Les voiles doivent être proportionnées à la longueur des vergues, & à la hauteur des mâts ; & comme il n’y a point de regles fixes sur ces dimensions de mâts & des vergues (Voyez Mat & Mature), il ne peut y en avoir pour les voiles.

Voici cependant la voilure qu’a un vaisseau ordinaire ; & pour plus d’intelligence Voyez la Pl. XXII. Marine, les proportions & figures des principales voiles pour un vaisseau du premier rang.

Voilure d’un vaisseau de grandeur ordinaire.

aunes de toile.
Grande voile, 22 cueilles de large, 16 aunes & demie de hauteur, avec sa bonnette ; entout 363.
Voile de misaine, 19 cueilles de large, 14 aunes de haut ; en tout 266.
Voile d’artimon, 18 cueilles de large, & 9 aunes de hauteur à son milieu ; en tout 260.
Grand hunier, 13 cueilles de large à son milieu, & 20 aunes de hauteur ; en tout 260.
Petit hunier, 11 cueilles de large à son milieu, & 17 aunes & demie de hauteur ; en tout 193.
Civadiere, 16 cueilles de large, & 10 aunes de haut ; en tout 160.
Grand perroquet, 7 cueilles de large, & 8 aunes de battant ; en tout 60
Perroquet de beaupré, 9 cueilles à son milieu, & 19 aunes de battant ; en tout 160.
Perroquet de misaine, 6 cueilles, de large, & 9 aunes de battant ; en tout 45.
Perroquet d’artimon, 18 cueilles de large, & 9 aunes de battant ; en tout 77.

Le tout ensemble fait 1766

Il n’y a point de regles pour les étais, ni pour les bonnettes.

Voici quelques remarques sur la forme & l’usage des voiles.

1°. Plus les voiles sont plates, plus est grande l’impulsion du vent. sur elles. Parce que premierement, l’angle d’incidence du vent sur elles est plus grand ; en second lieu, parce qu’elles prennent plus de vent ; & enfin parce que l’impression qu’elles reçoivent du vent est plus uniforme.

2°. Les voiles quarrées ont plus de force que les triangulaires, parce qu’elles sont plus amples ; mais aussi elles ont un plus grand attirail de manœuvres ; sont plus difficiles à manier, & ne se manient que très-lentement.

3°. Les voiles de l’avant, c’est-à-dire de misaine & de beaupré, servent à soutenir le vaisseau, en empêchant qu’il ne tangue, & n’aille par élans.

Elles servent aussi à le faire arriver, quand elles sont poussées de l’arriere par le vent. Voyez Manege du navire.

4°. L’usage de la voile d’artimon ne consiste pas seulement à pousser le vaisseau de l’avant, mais à le faire venir au vent. Voyez l’article ci-dessus. Voilà pourquoi on la fait triangulaire, parce qu’on la cague plus vite ; qu’elle présente plus au vent, & que ses haubans ne la gênent pas.

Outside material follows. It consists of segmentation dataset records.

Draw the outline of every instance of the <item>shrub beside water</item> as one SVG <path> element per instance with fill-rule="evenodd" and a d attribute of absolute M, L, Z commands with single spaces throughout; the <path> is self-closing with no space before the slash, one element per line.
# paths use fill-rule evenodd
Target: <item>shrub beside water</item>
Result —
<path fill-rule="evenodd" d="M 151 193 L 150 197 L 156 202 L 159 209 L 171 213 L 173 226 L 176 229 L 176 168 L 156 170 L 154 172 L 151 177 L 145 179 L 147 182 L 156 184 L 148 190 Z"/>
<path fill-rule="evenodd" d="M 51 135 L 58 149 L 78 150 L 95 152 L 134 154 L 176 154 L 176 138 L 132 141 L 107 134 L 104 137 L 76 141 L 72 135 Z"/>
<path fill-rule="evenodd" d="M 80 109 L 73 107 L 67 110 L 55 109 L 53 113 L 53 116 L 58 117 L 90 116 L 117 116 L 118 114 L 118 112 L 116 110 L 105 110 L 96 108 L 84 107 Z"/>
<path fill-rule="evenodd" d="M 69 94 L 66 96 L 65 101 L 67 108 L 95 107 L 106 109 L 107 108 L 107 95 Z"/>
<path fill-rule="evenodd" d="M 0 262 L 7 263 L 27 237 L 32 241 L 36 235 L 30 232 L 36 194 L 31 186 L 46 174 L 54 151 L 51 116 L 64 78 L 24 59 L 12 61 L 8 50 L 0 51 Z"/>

A l’égard des usages des autres voiles, comme les voiles d’étai, les bonnettes, ils concourent à ceux dont je viens de parler.

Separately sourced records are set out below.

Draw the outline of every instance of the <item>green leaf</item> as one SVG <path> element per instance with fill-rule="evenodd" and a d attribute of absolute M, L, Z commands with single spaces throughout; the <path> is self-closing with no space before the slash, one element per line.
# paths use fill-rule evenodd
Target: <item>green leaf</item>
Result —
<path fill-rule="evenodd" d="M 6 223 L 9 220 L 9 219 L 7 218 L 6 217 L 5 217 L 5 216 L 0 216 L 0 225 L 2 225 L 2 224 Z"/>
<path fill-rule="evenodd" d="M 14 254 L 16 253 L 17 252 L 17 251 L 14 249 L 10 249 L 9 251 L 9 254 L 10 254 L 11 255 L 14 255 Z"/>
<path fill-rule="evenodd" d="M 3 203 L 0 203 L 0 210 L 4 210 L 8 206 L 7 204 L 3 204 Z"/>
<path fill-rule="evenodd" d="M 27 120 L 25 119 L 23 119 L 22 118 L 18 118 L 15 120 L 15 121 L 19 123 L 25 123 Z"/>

Les Grecs attribuent l’invention de la voile à Dédale ; quelques autres peuples à Eole, & Pline en fait honneur à Icare : tout cela est fort vague & sans preuve. J’ai eu occasion de rechercher autrefois l’origine de la voile, & j’ai expliqué une médaille qui paroît avoir été frappée au sujet de cette origine.

J’ai représenté cette médaille dans les Recherches historiques sur l’origine & les progrès de la construction des navires des anciens. On y voit une femme qui est debout sur la proue d’un navire, tenant avec ses deux mains élevées & étendues, son voile de tête qui semble flotter au gré des vents. Un génie paroît descendre du haut d’un mât, posé au milieu du navire ; après y avoir attaché une voile à une vergue surmontée de deux palmes. Un autre génie est debout derriere la pouppe de ce navire, montrant d’une main la voile attachée au mât. Sur la pouppe est un troisieme génie, sonnant de la trompette ; & en dehors un quatrieme génie, qui tient une sorte de luth ou de guittare.